A* pathfinding algorithm too slow

Question 1

I'm trying to make a pathfinding algorithm for my project. I need it for a simulation and I need it to be fast!!!

I watched a few videos explaining the algorithm online and came up with the code below.

However, the performance varies a lot considering the start/finish points. My project should have grids that go upwards of 500x500

A very slow example is the following, with a very small grid:

I have no idea what's making the algorithm so slow

Dir_Map = {
 "1": (1, 0),
 "2": (0, 1),
 "3": (-1, 0),
 "4": (0, -1),
 "5": (1, 1),
 "6": (-1, -1),
 "7": (1, -1),
 "8": (-1, 1)
}
class Node():
 def __init__(self, pos):
 self.x = pos[0]
 self.y = pos[1]
 self.g = 0
 self.h = 0
 self.f = 0
 self.beggining = 1
 self.parent = None
 def update(self, final):
 self.h = manhattan(self, final)
 self.f = self.f + self.g 
class Child(Node):
 def __init__(self, x, y, parent):
 Node.__init__(self, (parent.x + x, parent.y + y))
 self.g = abs(x) + abs(y) + parent.g
 self.beggining = 0
 self.came_from = (parent.x, parent.y)
 self.parent = parent
def sortbyF(node):
 return node.f
def manhattan(current, final):
 return abs(current.x - final.x) + abs(current.y - final.y)
def check_List(list, successor):
 for ind, val in enumerate(list):
 if (val.x, val.y) == (successor.x, successor.y):
 if val.f < successor.f:
 return 1
 return 0
openlist = []
closedlist = []
def recursion(node):
 if node.beggining is 0:
 closedlist.append(node.came_from)
 recursion(node.parent)
def pfind(grid, start, finish):
 start_node = Node((start[0], start[1]))
 finish_node = Node((finish[0], finish[1]))
 Stop = 0
 openlist.append(start_node)
 while len(openlist) is not 0:
 current = openlist.pop(0)
 for dirs in Dir_Map.values():
 suc = Child(dirs[0], dirs[1], current)
 if grid[suc.x][suc.y] is not 1 and suc.x <= len(grid[:][1]) and suc.y <= len(grid[1][:]):
 suc.update(finish_node)
 if (suc.x, suc.y) == finish:
 #Added so it adds the last step.
 #New suc.came_from = finish
 suc = Child(dirs[0], dirs[1], suc)
 #retrace the path.
 recursion(suc)
 closedlist.reverse()
 return closedlist
 if check_List(openlist, suc):
 continue
 openlist.append(suc)
 else:
 continue
 openlist.sort(key=sortbyF)
 return None
grid = [[0, 0, 0, 0, 0, 0, 0, 0],
 [0, 0, 0, 0, 0, 0, 0, 0],
 [0, 0, 0, 0, 1, 1, 1, 0],
 [0, 0, 1, 0, 0, 0, 1, 0],
 [0, 0, 1, 0, 0, 0, 1, 0],
 [0, 0, 1, 1, 1, 1, 1, 0],
 [0, 0, 0, 0, 0, 0, 0, 0],
 [0, 0, 0, 0, 0, 0, 0, 0]]
print(pfind(grid, (0,0), (4,3)))

Question 2

Judging from your directions, you allow diagonal movement, so using the Manhattan distance as heuristic might violate the conditions for a heuristic to be admissible, namely that it must never overestimate the cost.

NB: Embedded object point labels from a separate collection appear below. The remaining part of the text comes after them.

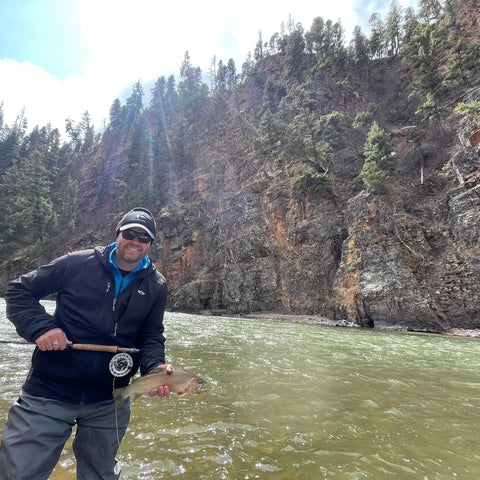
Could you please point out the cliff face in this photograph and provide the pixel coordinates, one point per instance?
(236, 233)
(240, 240)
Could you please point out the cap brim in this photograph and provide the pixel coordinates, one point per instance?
(138, 225)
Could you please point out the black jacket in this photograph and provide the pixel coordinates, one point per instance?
(88, 312)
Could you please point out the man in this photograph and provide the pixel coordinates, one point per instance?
(109, 295)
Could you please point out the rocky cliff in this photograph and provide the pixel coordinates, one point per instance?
(241, 232)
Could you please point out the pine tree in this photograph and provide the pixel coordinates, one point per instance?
(378, 165)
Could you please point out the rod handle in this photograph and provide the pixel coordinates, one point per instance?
(102, 348)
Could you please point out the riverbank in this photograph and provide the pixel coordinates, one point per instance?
(320, 320)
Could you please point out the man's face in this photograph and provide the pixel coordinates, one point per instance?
(130, 252)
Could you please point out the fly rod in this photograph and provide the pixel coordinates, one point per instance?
(90, 347)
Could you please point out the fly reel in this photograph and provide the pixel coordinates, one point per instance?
(120, 364)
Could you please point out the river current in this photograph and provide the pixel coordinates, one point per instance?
(290, 401)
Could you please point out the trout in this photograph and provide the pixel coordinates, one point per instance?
(178, 381)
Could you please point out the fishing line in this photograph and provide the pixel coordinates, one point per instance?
(119, 448)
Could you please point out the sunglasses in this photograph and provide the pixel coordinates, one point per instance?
(130, 234)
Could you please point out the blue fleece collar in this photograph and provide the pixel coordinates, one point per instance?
(122, 281)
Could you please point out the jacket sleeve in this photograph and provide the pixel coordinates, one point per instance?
(150, 337)
(23, 297)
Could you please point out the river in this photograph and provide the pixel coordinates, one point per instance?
(290, 401)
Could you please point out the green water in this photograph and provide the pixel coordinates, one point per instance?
(293, 401)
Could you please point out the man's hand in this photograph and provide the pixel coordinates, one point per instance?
(162, 390)
(54, 339)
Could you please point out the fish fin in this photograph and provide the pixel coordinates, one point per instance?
(135, 396)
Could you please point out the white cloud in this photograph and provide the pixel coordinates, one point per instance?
(129, 41)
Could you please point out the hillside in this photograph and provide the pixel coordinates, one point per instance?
(336, 184)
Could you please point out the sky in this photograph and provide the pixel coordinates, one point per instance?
(60, 58)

You will almost always want to use the Euclidean distance as heuristic for such grid worlds.

Question 3

That has little to do with performance in the first place, but more with the assumptions under that optimality of the found path is guaranteed.

Question 4

@AlexV: With diagonal movement allowed, half the Manhattan distance is a correct heuristic. That's because a single diagonal movement is equivalent to two orthogonal moves.

Question 5

@MSalters: it is a valid heuristic, although not the tightest available heuristic. As mentioned by harold in the comments on Alex's answer, Chebyshev is better. That is, the maximum of the vertical and horizontal distance.

Question 6

Speaking of heuristics, is this line meant to say that? self.f = self.f + self.g Methinks one of those fs should be a h.

Question 7

There is some reasonable general algorithmic and python-specific advice here.

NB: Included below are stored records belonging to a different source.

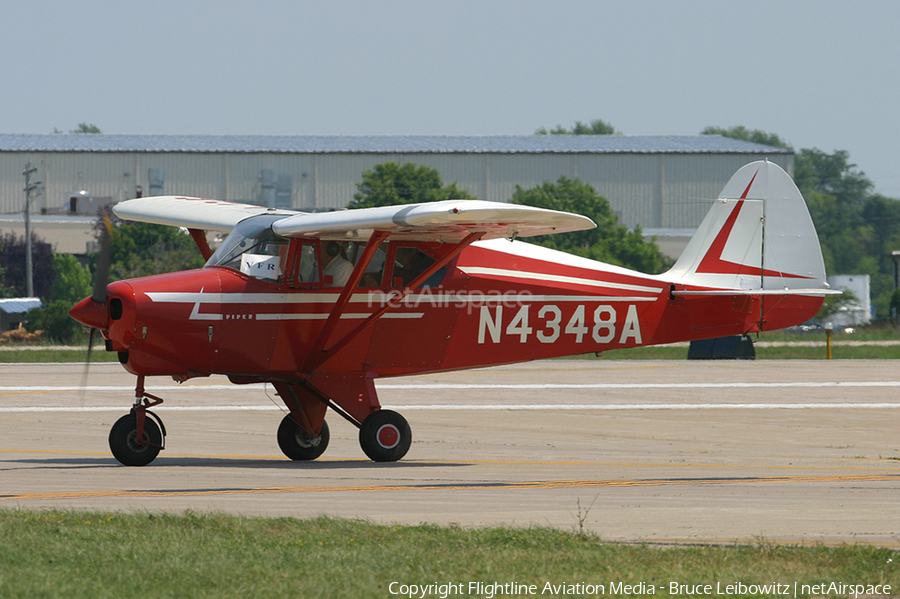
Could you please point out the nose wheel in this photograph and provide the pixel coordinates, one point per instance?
(297, 444)
(137, 437)
(125, 445)
(385, 436)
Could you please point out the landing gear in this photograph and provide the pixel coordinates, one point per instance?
(385, 436)
(137, 437)
(124, 443)
(297, 444)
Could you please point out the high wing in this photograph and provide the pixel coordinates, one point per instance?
(447, 221)
(191, 213)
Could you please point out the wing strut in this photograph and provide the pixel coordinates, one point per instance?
(312, 360)
(199, 237)
(323, 357)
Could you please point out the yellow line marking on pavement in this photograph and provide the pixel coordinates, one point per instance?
(527, 485)
(893, 467)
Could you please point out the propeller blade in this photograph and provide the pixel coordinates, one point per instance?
(101, 276)
(87, 364)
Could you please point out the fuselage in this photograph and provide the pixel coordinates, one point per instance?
(496, 302)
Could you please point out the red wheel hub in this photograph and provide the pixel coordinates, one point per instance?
(388, 436)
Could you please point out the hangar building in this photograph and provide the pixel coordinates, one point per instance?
(662, 183)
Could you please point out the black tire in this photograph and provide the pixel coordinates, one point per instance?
(297, 444)
(385, 436)
(123, 437)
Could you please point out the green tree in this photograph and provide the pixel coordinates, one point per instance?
(86, 128)
(12, 262)
(595, 127)
(753, 135)
(142, 249)
(609, 242)
(82, 128)
(73, 280)
(389, 183)
(831, 174)
(72, 283)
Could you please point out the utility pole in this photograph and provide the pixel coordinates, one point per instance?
(31, 190)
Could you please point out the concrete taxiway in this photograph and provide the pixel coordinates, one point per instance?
(798, 452)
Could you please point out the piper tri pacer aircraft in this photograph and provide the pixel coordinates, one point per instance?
(322, 304)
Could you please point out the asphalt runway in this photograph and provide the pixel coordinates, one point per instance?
(796, 452)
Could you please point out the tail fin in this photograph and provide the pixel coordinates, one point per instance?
(758, 236)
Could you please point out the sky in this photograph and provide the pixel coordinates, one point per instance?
(821, 74)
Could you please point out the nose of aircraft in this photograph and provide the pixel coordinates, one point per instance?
(91, 313)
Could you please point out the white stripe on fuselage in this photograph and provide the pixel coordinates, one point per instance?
(541, 277)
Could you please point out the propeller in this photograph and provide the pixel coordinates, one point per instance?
(96, 304)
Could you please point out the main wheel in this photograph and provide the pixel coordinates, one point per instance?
(297, 444)
(124, 444)
(385, 436)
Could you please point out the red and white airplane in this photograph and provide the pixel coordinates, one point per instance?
(322, 304)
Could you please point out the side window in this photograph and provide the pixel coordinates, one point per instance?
(336, 267)
(374, 274)
(308, 264)
(264, 260)
(409, 263)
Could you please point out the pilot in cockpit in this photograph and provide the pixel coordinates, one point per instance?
(335, 267)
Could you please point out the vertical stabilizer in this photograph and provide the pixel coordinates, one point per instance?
(757, 235)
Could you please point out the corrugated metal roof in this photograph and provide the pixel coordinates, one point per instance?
(399, 144)
(19, 305)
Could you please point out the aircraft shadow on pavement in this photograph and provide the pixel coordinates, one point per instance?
(69, 463)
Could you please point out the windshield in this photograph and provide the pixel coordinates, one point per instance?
(253, 248)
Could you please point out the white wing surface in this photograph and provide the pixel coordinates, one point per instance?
(191, 213)
(449, 221)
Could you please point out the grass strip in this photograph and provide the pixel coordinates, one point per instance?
(96, 555)
(39, 354)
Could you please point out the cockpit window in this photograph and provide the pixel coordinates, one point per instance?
(253, 249)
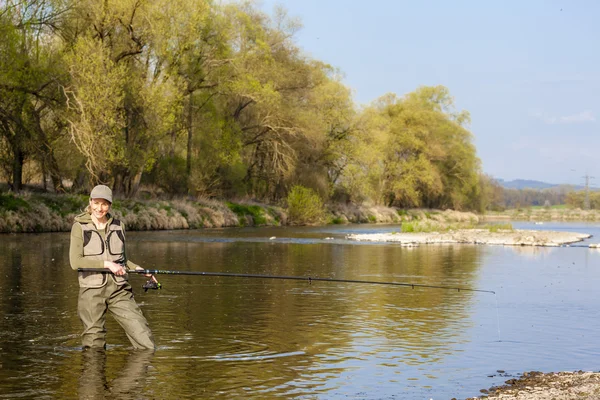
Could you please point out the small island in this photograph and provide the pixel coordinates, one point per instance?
(513, 237)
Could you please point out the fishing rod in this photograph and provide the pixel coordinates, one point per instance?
(309, 279)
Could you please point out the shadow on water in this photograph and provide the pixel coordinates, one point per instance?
(127, 381)
(223, 337)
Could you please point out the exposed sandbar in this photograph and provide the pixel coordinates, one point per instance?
(515, 237)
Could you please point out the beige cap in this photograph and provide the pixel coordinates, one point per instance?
(101, 192)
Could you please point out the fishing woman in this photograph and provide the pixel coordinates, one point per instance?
(98, 241)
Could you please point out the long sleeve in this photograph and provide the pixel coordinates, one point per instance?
(76, 251)
(130, 264)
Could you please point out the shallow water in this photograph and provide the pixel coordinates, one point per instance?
(224, 337)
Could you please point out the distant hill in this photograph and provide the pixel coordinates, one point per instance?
(536, 185)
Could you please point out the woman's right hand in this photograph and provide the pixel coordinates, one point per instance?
(115, 268)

The lesson that needs to precede everything is, until you know where you're spending your time, you can't work out how to speed things up. It's well worth learning to use python's cProfile or another profiling tool.

Here's a run with the profiler of your example.

C:\Users\Josiah\Desktop>python -m cProfile -s cumtime astar.py
[(0, 0), (1, 1), (2, 2), (3, 3), (4, 3)]
 6911416 function calls (6911411 primitive calls) in 8.103 seconds
 Ordered by: cumulative time
 ncalls tottime percall cumtime percall filename:lineno(function)
 1 0.000 0.000 8.103 8.103 {built-in method builtins.exec}
 1 0.000 0.000 8.103 8.103 astar.py:2(<module>)
 1 0.042 0.042 8.102 8.102 astar.py:59(pfind)
 15538 6.918 0.000 6.918 0.000 astar.py:43(check_List)
 2082 0.645 0.000 1.087 0.001 {method 'sort' of 'list' objects}
 6719169 0.442 0.000 0.442 0.000 astar.py:37(sortbyF)
 16658 0.019 0.000 0.031 0.000 astar.py:28(__init__)
 15539 0.008 0.000 0.018 0.000 astar.py:22(update)
 16660 0.010 0.000 0.010 0.000 astar.py:13(__init__)
 15539 0.008 0.000 0.010 0.000 astar.py:40(manhattan)
 64394 0.004 0.000 0.004 0.000 {built-in method builtins.abs}
 33161 0.003 0.000 0.003 0.000 {built-in method builtins.len}
 2083 0.002 0.000 0.002 0.000 {method 'pop' of 'list' objects}
 8494 0.001 0.000 0.001 0.000 {method 'append' of 'list' objects}
 2083 0.000 0.000 0.000 0.000 {method 'values' of 'dict' objects}
 1 0.000 0.000 0.000 0.000 {built-in method builtins.print}
 2 0.000 0.000 0.000 0.000 {built-in method builtins.__build_class__}
 6/1 0.000 0.000 0.000 0.000 astar.py:53(recursion)
 1 0.000 0.000 0.000 0.000 {method 'disable' of '_lsprof.Profiler' objects}
 1 0.000 0.000 0.000 0.000 astar.py:12(Node)
 1 0.000 0.000 0.000 0.000 {method 'reverse' of 'list' objects}
 1 0.000 0.000 0.000 0.000 astar.py:27(Child)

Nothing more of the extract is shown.